Originally posted by aelith: all i know is that the higher the iso the grainer the picture.
book says iso is how sensitive film / ccd is to light.
Film grain due to ISO rating with film has everything to do with the photographic material used in the film and the physics of what happens when light hits a certain spot on the film. It's hard to make film more sensitive, meaning it responds to light faster (higher ISO), without sacrificing image quality. Someone with more film experience can explain the physics at work here.

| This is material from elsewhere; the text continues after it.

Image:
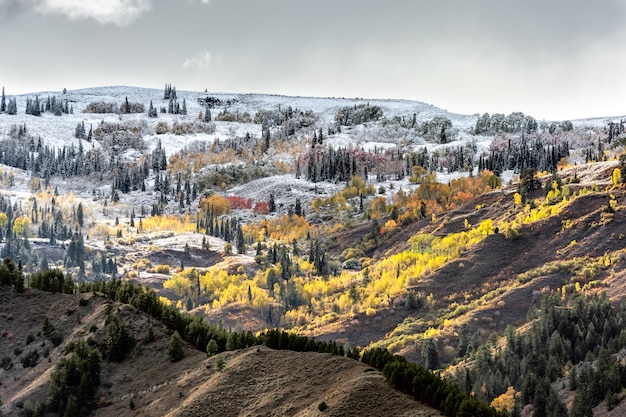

Digital cameras are a different story. As light hits a single pixel spot on the sensor, it builds up a charge at that spot. When the exposure is done, the camera samples this voltage with an analog-digital converter. It depends on the camera setup, but pixels are sampled sequentially, not all at once. Increasing ISO on a digital camera usually means the voltage is amplified before it goes to the A-D converter. Thus, the grain you see in a digital photo is due to electrical noise being amplified. And since pixels are read sequentially over time, and noise changes over time, the noise on each pixel is different. It is sort of like superimposing television "snow" over your picture.
I've noticed at high ISO that I sometimes get lines across the frame, probably due to a sudden noise spike at the time the camera was sampling that area of the sensor. It's really only noticable on very dark pictures, so I never use the highest ISO setting when shooting at night.